The fact the borough containing Grenfell Tower has some of the most expensive property in the world should not be exploited to suggest the council callously mistreated its poorest residents, the inquiry into the disaster has been told.
“That the council should be seen as the public face of the disaster is entirely understandable,” James Maxwell-Scott QC, representing the borough of Kensington and Chelsea, argued on Wednesday afternoon. “The council is the owner of Grenfell Tower. The council is very sorry that the residents of Grenfell Tower suffered a terrible tragedy.
“The council knows that what its councillors and officials did, knew, did not do and did not know will be exposed to intense scrutiny [in the pursuit of] justice.”
Maxwell-Scott said, however, that the wealth within Kensington and Chelsea had been used to create a fictitious belief that it was somehow relevant to the cause of the fire. “As the evidence unfolds, [the question will arise] was this something unique that meant it could only have happened here or could it have happened in any other borough with high-rise buildings?” There was nothing unique about the borough, he said.
It was the tower’s operator, the Kensington and Chelsea Tenant Management Organisation (KCTMO), that had entered into contracts with organisations that arranged the refurbishment, Maxwell-Scott explained. The council had repeatedly increased the budget for the work, rising from £6m in 2012 to £10.3m in 2014. “Those are not the decisions of a council determined to build on the cheap.”
The council monitored KCTMO’s performance, he added, acknowledging that it was “clear that the cladding system did not satisfy the building regulations”.
James Ageros QC, representing KCTMO, told the inquiry that the aim of the refurbishment had been to improve energy efficiency by adding external cladding and installing a new heating system. The cladding system had been shown to the council several times in 2014 and a mock-up was installed on the tower at one stage.
The use of combustible cladding had been contemplated since the beginning of the refurbishment project in 2012, he said. It had been seen by a range of technical bodies including those responsible for building control and safety. “Numerous high-rise residential buildings in both the public and private sector were clad in similar materials,” Ageros added.
Stephen Hockman QC, representing Arconic Architectural Products, which make the aluminium-faced panels that covered the external insulation cladding, said the core material in its tiles was “obviously combustible”, but the supply of the panels was entirely lawful.
It was up to purchasers, however, to decide whether to use the panels for a particular project and whether they could be “safely and appropriately” used, he said.
Assessment of their compliance with fire safety standards “was not undertaken by the manufacturer”. Additionally, he said, the fire engineering assessment “does not necessarily require that every element be non-combustible or of limited combustibility”.

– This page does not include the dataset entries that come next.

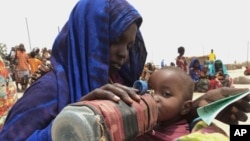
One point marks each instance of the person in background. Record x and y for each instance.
(219, 72)
(196, 71)
(94, 61)
(8, 93)
(34, 62)
(148, 69)
(211, 56)
(172, 64)
(23, 68)
(162, 63)
(181, 61)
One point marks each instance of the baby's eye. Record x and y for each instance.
(166, 94)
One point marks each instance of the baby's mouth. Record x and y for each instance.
(116, 66)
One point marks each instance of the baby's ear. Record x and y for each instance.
(186, 107)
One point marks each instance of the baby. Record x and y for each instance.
(173, 91)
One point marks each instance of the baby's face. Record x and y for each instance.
(168, 88)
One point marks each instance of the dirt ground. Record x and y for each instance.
(233, 74)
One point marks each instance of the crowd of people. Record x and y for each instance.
(24, 64)
(102, 61)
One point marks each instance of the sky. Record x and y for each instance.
(197, 25)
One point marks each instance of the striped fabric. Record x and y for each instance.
(121, 121)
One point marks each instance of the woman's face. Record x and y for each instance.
(119, 50)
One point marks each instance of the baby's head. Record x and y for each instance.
(173, 92)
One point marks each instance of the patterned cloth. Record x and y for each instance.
(80, 61)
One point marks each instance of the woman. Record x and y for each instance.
(86, 56)
(199, 77)
(89, 61)
(219, 72)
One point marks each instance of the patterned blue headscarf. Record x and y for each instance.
(80, 60)
(80, 54)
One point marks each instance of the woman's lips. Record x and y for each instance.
(116, 66)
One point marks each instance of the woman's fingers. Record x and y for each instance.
(129, 93)
(113, 92)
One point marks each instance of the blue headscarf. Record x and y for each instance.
(80, 60)
(80, 54)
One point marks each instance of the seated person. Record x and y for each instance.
(219, 71)
(199, 75)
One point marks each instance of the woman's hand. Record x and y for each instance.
(114, 92)
(233, 113)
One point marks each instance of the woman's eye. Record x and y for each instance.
(129, 46)
(166, 94)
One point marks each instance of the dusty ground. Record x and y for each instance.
(233, 74)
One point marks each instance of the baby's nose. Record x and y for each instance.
(156, 98)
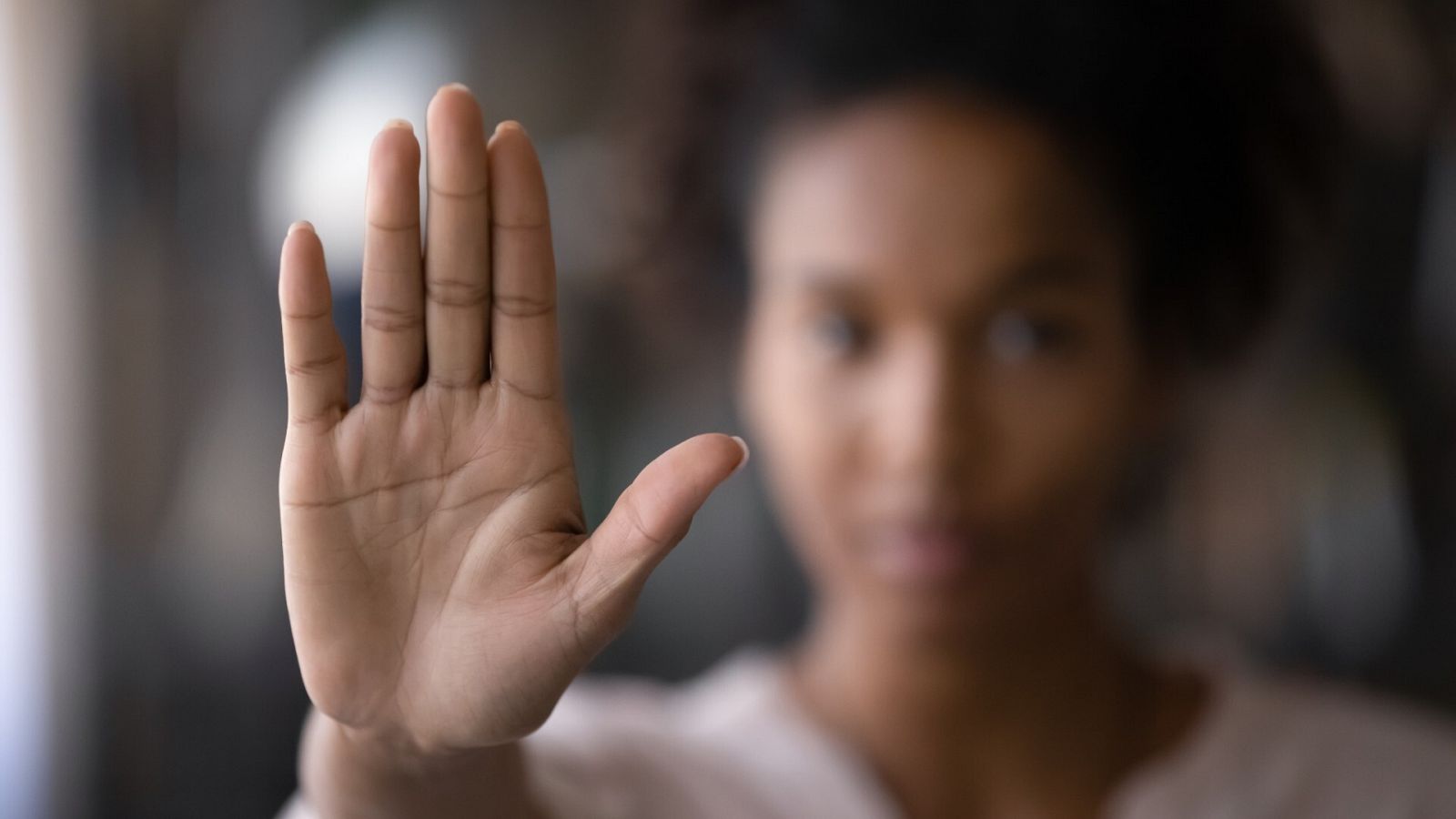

James Leonard, counsel for the fire safety advisory firm CS Stokes, said its owner, Carl Stokes, had inspected Grenfell Tower in 2012, 2014 and twice in 2016. External walls of buildings, he told the inquiry, had never previously been considered to be subject to fire safety orders. To do so now, he said, would be perverse. “It has never been custom and practice,” he said, to consider the external walls as part of the common parts of the building.